Last month, when Elon Musk announced over Twitter that he planned to take Tesla private, it lead to him getting sued for fraud by the Securities and Exchange Commission (S.E.C.). XO Group, which has been publicly traded since 2000, took a far more cautious approach when it announced this past Tuesday that it will become a privately owned company and merge its brands, including The Knot, with WeddingWire. The $933 million deal is expected to close in early 2019.
Both companies released a carefully crafted, joint press release that explained that shareholders of XO Group will receive $35 per share in cash, representing a 44 percent premium to XO Group’s 12-month average closing price. After the required regulatory waiting period, XO Group CEO Mike Steib and WeddingWire CEO Tim Chi will serve as co-CEOs of the combined company; in the interim, both brands will operate independently.
What led to the merger remains a mystery; both companies, comprising 1,700 employees in 15 countries, and all consultants and photographers associated with the brands were asked not to speak publicly on the matter. Requests for comment by Rangefinder were met largely with silence, and an official statement provided only vague information. “The transaction will help accelerate growth for both companies by offering more value, services and solutions to engaged couples, wedding professionals and national registry and retail brands,” it states.
However, some investigation into both brands, which have long operated as competitors, offered some clues.

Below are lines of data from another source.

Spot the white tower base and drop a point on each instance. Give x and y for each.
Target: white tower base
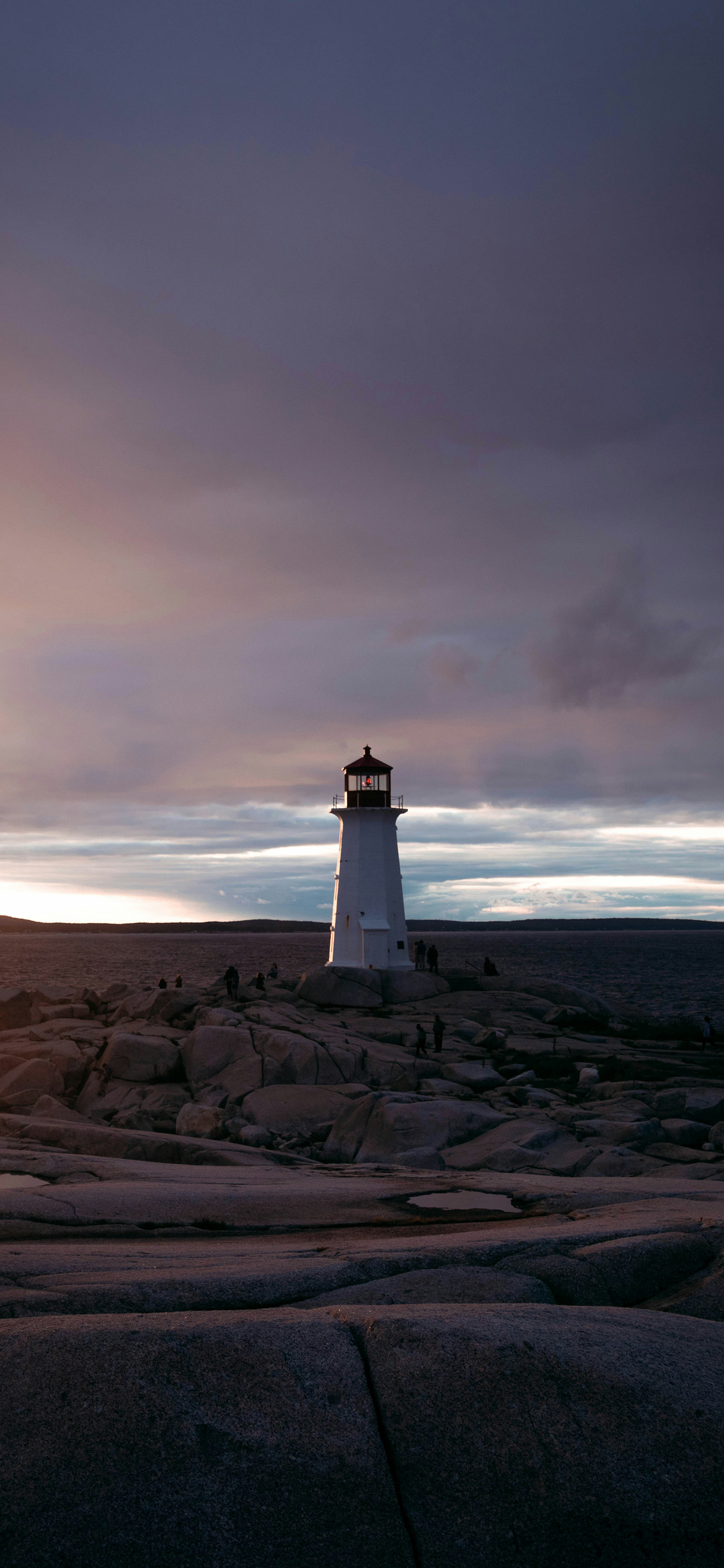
(369, 927)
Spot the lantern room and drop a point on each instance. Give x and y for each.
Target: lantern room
(367, 781)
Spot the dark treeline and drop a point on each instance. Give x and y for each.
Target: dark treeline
(10, 924)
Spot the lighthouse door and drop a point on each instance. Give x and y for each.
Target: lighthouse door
(375, 941)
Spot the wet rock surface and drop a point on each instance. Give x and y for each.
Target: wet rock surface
(539, 1203)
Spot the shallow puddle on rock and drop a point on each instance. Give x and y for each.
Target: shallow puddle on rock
(465, 1200)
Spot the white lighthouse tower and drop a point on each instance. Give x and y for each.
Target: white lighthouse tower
(369, 929)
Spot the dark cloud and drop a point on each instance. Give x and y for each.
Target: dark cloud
(608, 643)
(340, 349)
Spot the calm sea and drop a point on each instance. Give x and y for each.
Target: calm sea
(662, 971)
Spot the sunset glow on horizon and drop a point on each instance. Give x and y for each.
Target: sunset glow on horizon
(363, 386)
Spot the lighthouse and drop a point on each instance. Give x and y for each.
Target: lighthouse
(369, 929)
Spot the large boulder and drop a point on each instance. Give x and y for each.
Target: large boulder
(336, 985)
(635, 1267)
(142, 1059)
(690, 1134)
(472, 1074)
(389, 1126)
(200, 1122)
(295, 1108)
(138, 1004)
(49, 1109)
(551, 1435)
(189, 1440)
(16, 1006)
(145, 1106)
(23, 1086)
(223, 1057)
(410, 985)
(303, 1060)
(471, 1285)
(706, 1105)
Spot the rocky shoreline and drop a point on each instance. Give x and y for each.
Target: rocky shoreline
(273, 1282)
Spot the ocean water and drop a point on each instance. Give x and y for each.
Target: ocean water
(668, 972)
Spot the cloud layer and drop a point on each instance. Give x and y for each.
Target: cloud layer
(363, 383)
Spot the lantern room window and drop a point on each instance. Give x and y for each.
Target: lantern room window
(367, 781)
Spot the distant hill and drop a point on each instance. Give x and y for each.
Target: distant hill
(10, 924)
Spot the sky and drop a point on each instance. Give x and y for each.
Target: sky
(363, 383)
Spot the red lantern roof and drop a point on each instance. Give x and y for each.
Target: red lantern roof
(367, 764)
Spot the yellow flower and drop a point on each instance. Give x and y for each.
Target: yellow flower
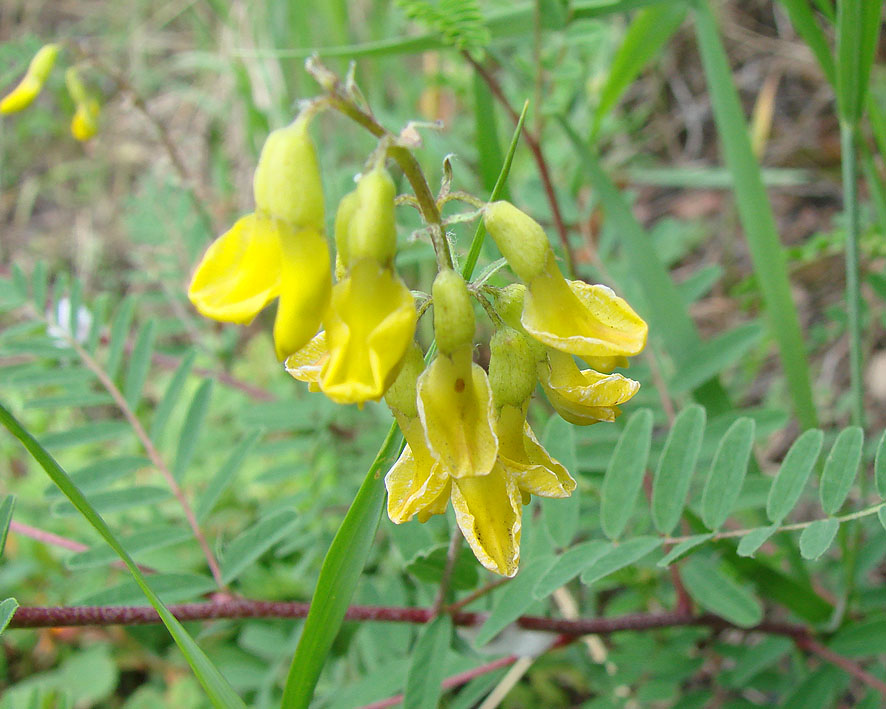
(256, 261)
(583, 396)
(307, 363)
(29, 87)
(84, 124)
(455, 407)
(369, 324)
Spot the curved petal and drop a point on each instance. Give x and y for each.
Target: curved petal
(455, 407)
(369, 325)
(240, 272)
(583, 396)
(305, 287)
(521, 455)
(489, 512)
(585, 320)
(307, 363)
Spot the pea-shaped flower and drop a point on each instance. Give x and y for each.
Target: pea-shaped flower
(279, 251)
(32, 82)
(571, 316)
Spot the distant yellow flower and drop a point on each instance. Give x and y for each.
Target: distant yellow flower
(31, 84)
(583, 396)
(256, 261)
(369, 324)
(84, 124)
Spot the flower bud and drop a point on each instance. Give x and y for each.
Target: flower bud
(400, 396)
(27, 89)
(372, 232)
(512, 368)
(520, 238)
(287, 184)
(453, 312)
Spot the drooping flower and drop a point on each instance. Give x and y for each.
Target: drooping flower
(571, 316)
(279, 251)
(371, 317)
(32, 82)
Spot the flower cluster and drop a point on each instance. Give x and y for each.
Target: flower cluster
(466, 430)
(84, 123)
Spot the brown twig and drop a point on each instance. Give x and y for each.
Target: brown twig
(538, 155)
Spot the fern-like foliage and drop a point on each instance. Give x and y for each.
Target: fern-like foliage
(459, 22)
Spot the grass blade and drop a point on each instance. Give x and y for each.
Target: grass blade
(676, 467)
(756, 215)
(624, 475)
(338, 578)
(216, 686)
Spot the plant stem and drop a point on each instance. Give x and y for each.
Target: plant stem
(853, 289)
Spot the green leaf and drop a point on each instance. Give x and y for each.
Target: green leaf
(880, 467)
(624, 475)
(225, 475)
(139, 364)
(171, 397)
(648, 33)
(7, 507)
(618, 557)
(513, 600)
(754, 539)
(101, 473)
(757, 658)
(818, 537)
(792, 475)
(719, 594)
(860, 639)
(676, 467)
(117, 500)
(569, 565)
(119, 332)
(87, 433)
(858, 25)
(683, 548)
(187, 441)
(157, 537)
(429, 565)
(217, 688)
(561, 516)
(338, 578)
(428, 666)
(713, 356)
(757, 218)
(727, 473)
(8, 608)
(840, 469)
(173, 588)
(250, 544)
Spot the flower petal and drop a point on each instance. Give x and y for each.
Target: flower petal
(489, 512)
(369, 325)
(583, 396)
(586, 320)
(240, 271)
(305, 286)
(455, 407)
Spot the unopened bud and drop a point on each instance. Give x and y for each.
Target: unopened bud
(287, 183)
(512, 370)
(372, 232)
(519, 237)
(453, 312)
(27, 89)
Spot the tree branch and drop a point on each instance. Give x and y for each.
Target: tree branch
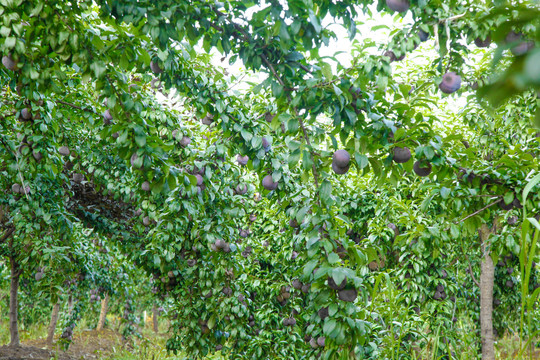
(479, 211)
(471, 272)
(8, 233)
(76, 107)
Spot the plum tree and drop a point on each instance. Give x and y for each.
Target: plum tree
(303, 106)
(9, 63)
(402, 154)
(422, 168)
(483, 42)
(269, 184)
(451, 82)
(398, 5)
(242, 160)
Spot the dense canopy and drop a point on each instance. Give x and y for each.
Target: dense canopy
(297, 204)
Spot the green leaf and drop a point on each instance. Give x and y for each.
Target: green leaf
(326, 69)
(508, 197)
(535, 180)
(333, 258)
(338, 275)
(329, 326)
(361, 160)
(325, 190)
(445, 192)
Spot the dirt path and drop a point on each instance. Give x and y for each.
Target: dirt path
(87, 345)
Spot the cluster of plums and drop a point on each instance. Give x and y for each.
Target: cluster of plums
(344, 292)
(221, 245)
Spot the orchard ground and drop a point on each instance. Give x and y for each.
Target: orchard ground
(107, 344)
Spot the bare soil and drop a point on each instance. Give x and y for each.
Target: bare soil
(86, 345)
(28, 352)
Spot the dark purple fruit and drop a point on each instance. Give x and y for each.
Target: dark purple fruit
(424, 36)
(422, 170)
(26, 114)
(37, 155)
(154, 66)
(107, 117)
(398, 5)
(483, 43)
(266, 144)
(521, 46)
(348, 295)
(241, 190)
(451, 82)
(146, 221)
(268, 183)
(323, 313)
(394, 228)
(145, 186)
(505, 206)
(185, 141)
(402, 154)
(78, 178)
(16, 188)
(9, 63)
(338, 170)
(341, 158)
(208, 119)
(392, 55)
(444, 274)
(64, 151)
(191, 262)
(332, 284)
(220, 244)
(242, 160)
(269, 117)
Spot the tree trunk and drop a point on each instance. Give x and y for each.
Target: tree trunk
(154, 318)
(54, 321)
(13, 303)
(103, 314)
(487, 276)
(70, 304)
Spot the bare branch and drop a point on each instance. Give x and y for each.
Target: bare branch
(471, 272)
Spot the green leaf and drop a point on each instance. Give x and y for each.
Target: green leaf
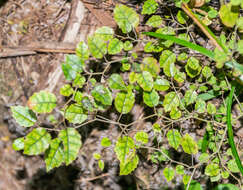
(230, 130)
(180, 77)
(23, 116)
(142, 137)
(127, 45)
(71, 140)
(226, 187)
(240, 46)
(149, 7)
(174, 138)
(132, 77)
(145, 81)
(36, 142)
(66, 90)
(186, 179)
(200, 106)
(102, 94)
(105, 142)
(228, 14)
(82, 51)
(211, 109)
(78, 96)
(124, 148)
(203, 158)
(212, 169)
(182, 56)
(171, 100)
(116, 82)
(189, 145)
(115, 46)
(97, 46)
(96, 156)
(185, 43)
(126, 18)
(124, 102)
(161, 84)
(195, 185)
(79, 81)
(75, 114)
(232, 166)
(54, 156)
(190, 96)
(87, 104)
(208, 95)
(101, 164)
(105, 32)
(175, 113)
(206, 72)
(167, 62)
(192, 67)
(220, 57)
(168, 173)
(42, 102)
(73, 65)
(180, 169)
(225, 174)
(150, 65)
(156, 128)
(128, 166)
(181, 17)
(154, 21)
(240, 23)
(151, 99)
(18, 144)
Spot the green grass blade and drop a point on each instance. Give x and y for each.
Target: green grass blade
(205, 142)
(230, 131)
(185, 43)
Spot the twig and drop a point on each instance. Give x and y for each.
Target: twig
(94, 178)
(187, 10)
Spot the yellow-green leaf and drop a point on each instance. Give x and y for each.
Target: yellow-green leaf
(151, 99)
(75, 114)
(42, 102)
(97, 46)
(54, 156)
(23, 116)
(116, 82)
(36, 142)
(126, 18)
(18, 144)
(171, 100)
(145, 80)
(229, 14)
(189, 145)
(174, 138)
(115, 46)
(124, 102)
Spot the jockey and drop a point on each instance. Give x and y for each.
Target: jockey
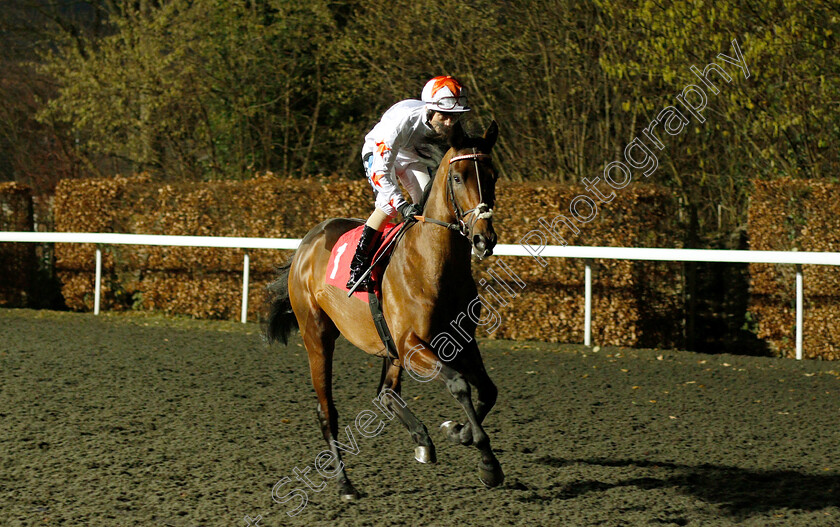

WeddingWire, which connects wedding professionals with couples, has 15 million monthly users, and a database of five million vendor reviews. XO Group—which also owns Lasting, a marriage help app, and The Bump, a resource for pregnant couples—has more than 20 million members. The Knot is estimated to reach 80 percent of brides in the United States, leading to 11 million unique visitors a month this past June alone. Efforts to expand the brand to foreign markets in the past have stalled; Ai Jie, a Chinese language wedding website launched by XO Group in 2010, is no longer in service.
Over the past few years, both companies have been acquiring smaller competitors to accelerate growth. In 2015, XO Group acquired GigMasters, an event services booking platform. In the same year, WeddingWire bought Wedding Planner S.L.U., a Spanish company that includes the websites Bodas.net, Matrimonio.com and GayWeddings.com.
The resources that both WeddingWire and The Knot offer are strikingly similar. They both vow to make wedding planning easier by allowing couples to build free wedding websites, create photo galleries and lists, handle RSVPs and house registries, and find local vendors, among other services. Industry professionals are invited to pay for advertising so that their businesses appear higher in searches on both sites.
The advertising services appear far from perfect. Vendors who use WeddingWire frequently complain about the difficulty of getting fraudulent reviews removed, while professional users of The Knot note that advertising with the site sometimes doesn’t lead to any new business.
Weddings are a $250 billion global industry, and by merging, WeddingWire and XO Group no doubt intend to dominate in the online realm worldwide—something that has eluded both brands when operating on their own. Along with gaining access to each other’s markets—the Knot operates largely in the United States, while WeddingWire has users throughout Europe and Latin America—combining creative teams will hopefully lead to more finely tuned online tools that better serve both vendors and couples.
One of the advantages of going private is that, in the absence of reporting to regulatory bodies and shareholders, executives at the company can focus on long-term strategies and goals. Whether these strategies benefit both consumers and vendors remains to be seen. Both their respective fans and detractors will have to wait a few months to see what changes the merger truly brings.